Employees with stress-reducing solutions miss fewer days at work because of illnesses, are more productive, more creative, and the products they create have higher added value. This benefit is even more seen in creative organisations, where the performance of employees largely depends on stress management.
Ratkevičius emphasises that one should not think that a person can fully limit the sources of stress and progress as a personality. Stress is not bad; only the excess of it.

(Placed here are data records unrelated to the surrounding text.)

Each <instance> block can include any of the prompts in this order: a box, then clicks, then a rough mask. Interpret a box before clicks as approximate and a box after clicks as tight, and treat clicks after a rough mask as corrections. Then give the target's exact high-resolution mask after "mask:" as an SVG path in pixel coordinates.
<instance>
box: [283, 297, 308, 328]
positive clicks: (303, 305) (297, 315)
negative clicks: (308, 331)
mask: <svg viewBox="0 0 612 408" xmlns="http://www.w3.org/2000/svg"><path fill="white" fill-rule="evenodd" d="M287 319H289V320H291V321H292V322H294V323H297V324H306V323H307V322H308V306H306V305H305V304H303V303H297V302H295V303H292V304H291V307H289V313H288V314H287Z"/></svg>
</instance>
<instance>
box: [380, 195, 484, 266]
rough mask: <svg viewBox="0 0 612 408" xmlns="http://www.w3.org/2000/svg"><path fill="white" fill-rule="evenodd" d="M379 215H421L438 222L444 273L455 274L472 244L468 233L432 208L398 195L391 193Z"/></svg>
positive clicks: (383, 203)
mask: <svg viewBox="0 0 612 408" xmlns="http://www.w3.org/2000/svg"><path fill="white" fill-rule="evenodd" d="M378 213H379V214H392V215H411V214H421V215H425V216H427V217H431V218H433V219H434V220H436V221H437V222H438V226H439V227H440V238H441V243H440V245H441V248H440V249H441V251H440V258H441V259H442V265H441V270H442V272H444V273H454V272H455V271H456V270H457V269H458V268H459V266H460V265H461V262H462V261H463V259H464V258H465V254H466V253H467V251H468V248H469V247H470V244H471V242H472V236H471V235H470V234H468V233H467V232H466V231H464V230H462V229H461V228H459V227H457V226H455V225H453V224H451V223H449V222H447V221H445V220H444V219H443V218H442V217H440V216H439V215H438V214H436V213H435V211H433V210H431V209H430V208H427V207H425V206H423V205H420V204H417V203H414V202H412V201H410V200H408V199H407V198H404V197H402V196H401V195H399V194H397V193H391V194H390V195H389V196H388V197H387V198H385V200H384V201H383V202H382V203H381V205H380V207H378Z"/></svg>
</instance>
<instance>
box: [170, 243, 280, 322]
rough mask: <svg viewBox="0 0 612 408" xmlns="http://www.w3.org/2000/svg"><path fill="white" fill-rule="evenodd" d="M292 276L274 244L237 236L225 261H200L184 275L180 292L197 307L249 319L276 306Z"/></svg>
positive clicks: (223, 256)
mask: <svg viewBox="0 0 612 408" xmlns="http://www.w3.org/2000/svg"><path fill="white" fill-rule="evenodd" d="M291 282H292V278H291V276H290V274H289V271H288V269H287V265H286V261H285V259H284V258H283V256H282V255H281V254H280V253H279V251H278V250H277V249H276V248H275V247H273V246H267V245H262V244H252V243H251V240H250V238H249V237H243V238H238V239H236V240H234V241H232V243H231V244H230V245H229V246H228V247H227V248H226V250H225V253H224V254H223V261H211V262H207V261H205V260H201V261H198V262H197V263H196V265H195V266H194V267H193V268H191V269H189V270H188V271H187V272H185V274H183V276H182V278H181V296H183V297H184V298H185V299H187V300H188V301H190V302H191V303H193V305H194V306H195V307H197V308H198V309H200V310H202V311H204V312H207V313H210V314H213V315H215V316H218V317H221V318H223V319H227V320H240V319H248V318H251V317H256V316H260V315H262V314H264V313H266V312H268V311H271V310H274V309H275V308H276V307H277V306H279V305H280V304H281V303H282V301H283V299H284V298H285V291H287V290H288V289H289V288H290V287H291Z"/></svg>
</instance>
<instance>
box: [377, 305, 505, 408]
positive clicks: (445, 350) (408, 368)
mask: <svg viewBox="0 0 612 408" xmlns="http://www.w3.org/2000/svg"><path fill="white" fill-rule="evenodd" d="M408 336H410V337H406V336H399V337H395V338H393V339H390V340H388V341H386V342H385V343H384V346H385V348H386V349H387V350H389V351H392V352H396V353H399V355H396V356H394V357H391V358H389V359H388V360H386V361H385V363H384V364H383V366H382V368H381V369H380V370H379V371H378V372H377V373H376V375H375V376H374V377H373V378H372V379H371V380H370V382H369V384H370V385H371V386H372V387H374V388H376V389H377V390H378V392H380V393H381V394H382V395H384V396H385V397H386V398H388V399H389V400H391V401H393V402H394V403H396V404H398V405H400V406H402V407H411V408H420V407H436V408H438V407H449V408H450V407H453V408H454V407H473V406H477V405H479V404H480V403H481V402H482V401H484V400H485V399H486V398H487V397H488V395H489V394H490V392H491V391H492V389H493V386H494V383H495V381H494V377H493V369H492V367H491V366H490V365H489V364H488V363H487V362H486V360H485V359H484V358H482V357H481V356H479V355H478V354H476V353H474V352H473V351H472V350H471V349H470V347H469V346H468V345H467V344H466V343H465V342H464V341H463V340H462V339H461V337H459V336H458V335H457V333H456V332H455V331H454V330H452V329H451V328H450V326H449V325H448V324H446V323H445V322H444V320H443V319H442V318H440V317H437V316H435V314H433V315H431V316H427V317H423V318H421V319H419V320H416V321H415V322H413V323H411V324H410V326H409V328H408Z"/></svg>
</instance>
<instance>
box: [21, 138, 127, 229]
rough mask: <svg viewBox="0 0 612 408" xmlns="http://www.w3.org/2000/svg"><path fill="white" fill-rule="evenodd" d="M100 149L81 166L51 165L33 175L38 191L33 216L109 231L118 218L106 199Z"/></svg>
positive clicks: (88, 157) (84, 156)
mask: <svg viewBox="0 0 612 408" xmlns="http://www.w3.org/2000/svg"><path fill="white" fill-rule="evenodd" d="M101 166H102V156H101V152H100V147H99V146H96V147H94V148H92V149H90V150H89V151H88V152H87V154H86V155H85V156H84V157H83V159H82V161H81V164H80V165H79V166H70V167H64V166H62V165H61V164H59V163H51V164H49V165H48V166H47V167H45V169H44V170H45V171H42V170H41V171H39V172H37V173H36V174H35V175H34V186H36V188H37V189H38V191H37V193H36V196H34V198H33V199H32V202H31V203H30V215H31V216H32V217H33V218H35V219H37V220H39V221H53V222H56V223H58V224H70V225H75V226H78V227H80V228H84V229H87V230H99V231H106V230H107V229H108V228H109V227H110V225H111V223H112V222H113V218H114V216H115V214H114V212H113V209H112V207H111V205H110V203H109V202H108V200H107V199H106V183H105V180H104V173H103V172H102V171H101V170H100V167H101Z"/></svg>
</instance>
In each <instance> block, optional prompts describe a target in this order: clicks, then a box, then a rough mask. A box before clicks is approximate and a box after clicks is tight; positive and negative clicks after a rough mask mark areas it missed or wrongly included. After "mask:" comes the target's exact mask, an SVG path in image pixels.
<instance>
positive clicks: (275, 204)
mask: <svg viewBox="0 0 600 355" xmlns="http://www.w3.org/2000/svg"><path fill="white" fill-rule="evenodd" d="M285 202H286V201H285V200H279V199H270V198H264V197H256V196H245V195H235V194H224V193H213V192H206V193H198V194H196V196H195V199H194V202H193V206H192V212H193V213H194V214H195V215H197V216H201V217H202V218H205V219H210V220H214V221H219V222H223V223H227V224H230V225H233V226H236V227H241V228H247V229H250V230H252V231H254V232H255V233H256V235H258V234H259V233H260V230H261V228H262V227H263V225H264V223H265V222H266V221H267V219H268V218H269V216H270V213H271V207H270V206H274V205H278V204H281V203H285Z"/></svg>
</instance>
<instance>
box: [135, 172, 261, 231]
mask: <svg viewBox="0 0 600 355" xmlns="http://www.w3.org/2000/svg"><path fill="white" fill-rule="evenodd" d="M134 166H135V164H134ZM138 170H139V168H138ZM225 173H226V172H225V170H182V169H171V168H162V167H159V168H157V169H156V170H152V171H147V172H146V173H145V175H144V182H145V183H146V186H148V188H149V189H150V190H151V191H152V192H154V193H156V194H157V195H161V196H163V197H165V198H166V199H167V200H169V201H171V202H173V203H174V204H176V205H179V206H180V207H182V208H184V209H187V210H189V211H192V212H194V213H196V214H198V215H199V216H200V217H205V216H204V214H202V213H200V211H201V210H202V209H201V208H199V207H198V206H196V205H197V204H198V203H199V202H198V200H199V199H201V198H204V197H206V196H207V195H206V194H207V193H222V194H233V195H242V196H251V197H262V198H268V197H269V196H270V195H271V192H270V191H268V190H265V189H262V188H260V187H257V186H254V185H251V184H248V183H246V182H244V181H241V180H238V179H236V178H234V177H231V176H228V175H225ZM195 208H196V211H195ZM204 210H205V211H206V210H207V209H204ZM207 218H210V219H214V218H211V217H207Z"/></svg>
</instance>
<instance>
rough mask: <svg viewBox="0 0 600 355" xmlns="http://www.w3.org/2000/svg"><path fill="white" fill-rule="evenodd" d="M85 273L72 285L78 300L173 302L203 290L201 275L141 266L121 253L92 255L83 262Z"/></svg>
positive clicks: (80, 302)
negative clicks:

“The state of stress itself is greatly influenced by changes and inert human resistance towards them. Changes are related to uncertainty and the latter, to a feeling of insecurity. If changes become a constant condition in a working environment, the person enters a state of constant stress. Creators are constantly required to take a new approach, think outside of the box, follow unexplored paths. The pressure that comes from the environment is applied to ourselves. Then there are different ways to come out of stress – drugs, alcohol, the search for extreme sensations. However, no one really teaches how to get out of stress sustainably without damaging the physical and mental health of the body,” says Vytautas.
ll the biggest countries and the World Health Organisation have raised the issue of stress, and one can only hope that the topic of stress management solutions will become clearer in the upcoming years. Vytautas also believes that this project implemented together with psychologists, anthropologists and the scientists from VU and VGTU will bring tangible results by transforming the world (or at least Lithuania) into a less stressful place.